The railroad has not yet been built across the Sinks to Thief River. But only those who lived in Sleepy Cat in its really wild stage days are entitled to call themselves early settlers, or to tell stories more or less authentic about what then happened. The greater number of the Old Guard of that day, as cankering peace gradually reasserted itself along the Sinks, turned from the stage coach to the railroad coach; some of them may yet be met on the trains in the mountain country. Wherever you happen to find such a one, he will tell you of the days when Superintendent de Spain of the Western Division wore a gun in the mountains and used it, when necessary, on his wife’s relations.

Whether it was this stern sense of discipline or not that endeared him to the men, these old-timers are, to a man, very loyal to the young couple who united in their marriage the two hostile mountain elements.
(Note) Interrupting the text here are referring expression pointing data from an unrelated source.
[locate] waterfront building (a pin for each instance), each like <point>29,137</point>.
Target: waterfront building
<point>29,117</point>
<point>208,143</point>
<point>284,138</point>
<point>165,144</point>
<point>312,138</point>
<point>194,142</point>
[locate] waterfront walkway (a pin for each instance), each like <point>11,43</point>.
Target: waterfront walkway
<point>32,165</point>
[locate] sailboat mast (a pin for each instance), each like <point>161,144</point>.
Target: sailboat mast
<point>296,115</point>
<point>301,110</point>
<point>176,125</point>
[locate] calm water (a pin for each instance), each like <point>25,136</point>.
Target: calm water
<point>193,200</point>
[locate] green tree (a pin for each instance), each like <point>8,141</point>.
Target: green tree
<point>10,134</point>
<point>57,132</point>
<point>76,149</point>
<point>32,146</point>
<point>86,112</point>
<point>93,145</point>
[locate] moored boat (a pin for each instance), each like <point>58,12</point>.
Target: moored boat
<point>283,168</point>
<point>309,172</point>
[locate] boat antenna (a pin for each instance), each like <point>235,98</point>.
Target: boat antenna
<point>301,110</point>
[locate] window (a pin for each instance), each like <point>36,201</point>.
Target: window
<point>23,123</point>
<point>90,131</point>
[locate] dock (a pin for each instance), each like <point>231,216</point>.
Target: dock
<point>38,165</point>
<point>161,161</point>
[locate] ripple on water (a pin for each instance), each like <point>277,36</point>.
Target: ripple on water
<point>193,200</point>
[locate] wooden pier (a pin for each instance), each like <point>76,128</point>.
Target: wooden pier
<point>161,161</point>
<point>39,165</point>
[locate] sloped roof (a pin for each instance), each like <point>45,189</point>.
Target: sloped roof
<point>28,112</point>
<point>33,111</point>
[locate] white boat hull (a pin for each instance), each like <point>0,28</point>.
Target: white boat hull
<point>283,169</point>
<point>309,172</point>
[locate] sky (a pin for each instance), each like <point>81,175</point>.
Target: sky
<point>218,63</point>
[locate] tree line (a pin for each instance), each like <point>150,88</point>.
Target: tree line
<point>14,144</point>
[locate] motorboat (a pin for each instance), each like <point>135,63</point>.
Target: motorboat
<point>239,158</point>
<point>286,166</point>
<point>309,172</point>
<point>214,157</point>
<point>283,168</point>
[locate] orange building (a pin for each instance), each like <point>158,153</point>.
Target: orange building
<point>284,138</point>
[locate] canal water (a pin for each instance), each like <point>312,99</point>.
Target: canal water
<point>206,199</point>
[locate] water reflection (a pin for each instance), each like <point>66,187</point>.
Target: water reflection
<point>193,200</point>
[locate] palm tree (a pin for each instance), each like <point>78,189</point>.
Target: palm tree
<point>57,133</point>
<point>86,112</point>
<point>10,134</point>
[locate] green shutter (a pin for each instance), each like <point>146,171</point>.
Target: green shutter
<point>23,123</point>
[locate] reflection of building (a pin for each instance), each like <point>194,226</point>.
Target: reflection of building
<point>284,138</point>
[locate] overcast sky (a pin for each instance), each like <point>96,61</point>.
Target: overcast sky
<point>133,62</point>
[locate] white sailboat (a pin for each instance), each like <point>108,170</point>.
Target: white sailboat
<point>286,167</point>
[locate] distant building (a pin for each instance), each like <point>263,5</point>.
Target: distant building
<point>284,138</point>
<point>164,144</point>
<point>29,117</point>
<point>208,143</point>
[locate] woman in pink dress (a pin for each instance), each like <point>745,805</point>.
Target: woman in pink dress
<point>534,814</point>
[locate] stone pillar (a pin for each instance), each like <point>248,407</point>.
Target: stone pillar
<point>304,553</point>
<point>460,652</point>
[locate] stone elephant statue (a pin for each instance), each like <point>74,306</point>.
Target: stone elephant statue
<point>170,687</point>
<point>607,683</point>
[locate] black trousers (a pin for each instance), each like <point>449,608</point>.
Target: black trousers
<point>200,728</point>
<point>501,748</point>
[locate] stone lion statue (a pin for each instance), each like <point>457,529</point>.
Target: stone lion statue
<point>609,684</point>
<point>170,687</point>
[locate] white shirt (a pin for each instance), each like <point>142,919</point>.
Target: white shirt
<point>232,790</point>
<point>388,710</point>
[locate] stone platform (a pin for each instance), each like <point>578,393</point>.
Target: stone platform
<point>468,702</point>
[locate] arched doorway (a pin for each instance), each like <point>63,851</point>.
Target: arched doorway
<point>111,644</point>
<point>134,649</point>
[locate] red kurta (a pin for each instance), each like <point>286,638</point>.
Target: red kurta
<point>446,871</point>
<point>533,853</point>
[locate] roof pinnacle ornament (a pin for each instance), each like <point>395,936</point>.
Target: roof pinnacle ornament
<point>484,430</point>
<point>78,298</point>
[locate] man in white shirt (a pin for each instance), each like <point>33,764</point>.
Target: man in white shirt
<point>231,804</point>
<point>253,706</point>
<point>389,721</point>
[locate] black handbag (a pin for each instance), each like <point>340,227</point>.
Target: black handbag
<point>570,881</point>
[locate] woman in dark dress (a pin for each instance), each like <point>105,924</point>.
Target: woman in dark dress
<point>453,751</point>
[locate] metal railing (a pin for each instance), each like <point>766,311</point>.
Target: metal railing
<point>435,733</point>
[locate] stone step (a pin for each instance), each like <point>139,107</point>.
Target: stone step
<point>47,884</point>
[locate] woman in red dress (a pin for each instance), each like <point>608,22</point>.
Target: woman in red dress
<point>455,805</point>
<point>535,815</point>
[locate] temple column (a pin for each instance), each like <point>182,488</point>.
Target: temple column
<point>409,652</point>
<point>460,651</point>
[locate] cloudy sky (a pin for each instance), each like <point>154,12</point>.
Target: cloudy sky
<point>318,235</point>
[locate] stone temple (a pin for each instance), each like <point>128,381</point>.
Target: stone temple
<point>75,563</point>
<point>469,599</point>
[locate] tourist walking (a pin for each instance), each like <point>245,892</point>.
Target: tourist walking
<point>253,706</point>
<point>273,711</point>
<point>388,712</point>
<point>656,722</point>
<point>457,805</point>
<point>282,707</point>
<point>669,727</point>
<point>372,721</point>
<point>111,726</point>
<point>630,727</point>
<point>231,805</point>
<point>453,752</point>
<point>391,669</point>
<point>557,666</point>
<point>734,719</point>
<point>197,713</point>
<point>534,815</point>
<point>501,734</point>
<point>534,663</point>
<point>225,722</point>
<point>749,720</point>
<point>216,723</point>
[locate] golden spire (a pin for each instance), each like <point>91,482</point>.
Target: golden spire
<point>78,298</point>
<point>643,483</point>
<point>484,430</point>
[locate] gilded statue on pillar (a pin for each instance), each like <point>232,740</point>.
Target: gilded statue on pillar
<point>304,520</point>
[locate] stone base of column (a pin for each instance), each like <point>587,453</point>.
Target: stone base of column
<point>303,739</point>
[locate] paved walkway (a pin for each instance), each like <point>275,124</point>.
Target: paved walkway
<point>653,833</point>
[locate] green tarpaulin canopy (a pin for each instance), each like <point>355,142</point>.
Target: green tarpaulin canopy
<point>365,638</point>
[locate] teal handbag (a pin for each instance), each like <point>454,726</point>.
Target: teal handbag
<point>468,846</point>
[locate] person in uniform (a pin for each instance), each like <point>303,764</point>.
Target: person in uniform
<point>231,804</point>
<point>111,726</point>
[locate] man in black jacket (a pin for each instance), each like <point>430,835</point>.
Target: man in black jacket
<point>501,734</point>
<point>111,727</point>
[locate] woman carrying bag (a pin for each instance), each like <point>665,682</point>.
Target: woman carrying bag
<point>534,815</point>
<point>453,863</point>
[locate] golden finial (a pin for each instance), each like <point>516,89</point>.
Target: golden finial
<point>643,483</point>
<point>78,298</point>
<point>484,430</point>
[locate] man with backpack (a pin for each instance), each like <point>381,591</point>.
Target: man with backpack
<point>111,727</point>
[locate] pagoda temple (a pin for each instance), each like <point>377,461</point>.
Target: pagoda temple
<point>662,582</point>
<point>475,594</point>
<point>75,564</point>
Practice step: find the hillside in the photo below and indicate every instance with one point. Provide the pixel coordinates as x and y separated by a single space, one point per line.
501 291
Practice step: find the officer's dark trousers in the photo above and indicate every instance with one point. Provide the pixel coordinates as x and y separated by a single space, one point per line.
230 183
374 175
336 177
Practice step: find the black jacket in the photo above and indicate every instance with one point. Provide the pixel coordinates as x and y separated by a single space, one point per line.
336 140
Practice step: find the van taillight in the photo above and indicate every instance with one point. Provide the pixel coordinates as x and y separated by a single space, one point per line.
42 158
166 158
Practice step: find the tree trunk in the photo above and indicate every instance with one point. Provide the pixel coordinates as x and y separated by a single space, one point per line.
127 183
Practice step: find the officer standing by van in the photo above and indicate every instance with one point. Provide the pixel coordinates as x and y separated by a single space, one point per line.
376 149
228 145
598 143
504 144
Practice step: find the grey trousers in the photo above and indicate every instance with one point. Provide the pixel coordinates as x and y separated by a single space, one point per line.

One in especial, a white-haired old man, described by the fanciful as a retired outlaw, living yet on Nan’s ranch in the Gap, always spends his time in town at the de Spain home, where he takes great interest in an active little boy, Morgan de Spain, who waits for his Uncle Duke’s coming, and digs into his pockets for rattles captured along the trail from recent huge rattlesnakes. When his uncle happens to kill a big one–one with twelve or thirteen rings and a button–Morgan uses it to scare his younger sister, Nan. And Duke, secretly rejoicing at his bravado, but scolding sharply, helps him adjust the old ammunition-belt dragged from the attic, and cuts fresh gashes in it to make it fit the childish waist. His mother doesn’t like to see her son in warlike equipment, ambushing little Nan in the way Bob Scott says the Indians used to do. She threatens periodically to burn the belt up and throw the old rifles out of the house. But when she sees her uncle and her husband watching the boy and laughing at the parade together, she relents. It is only children, after all, that keep the world young.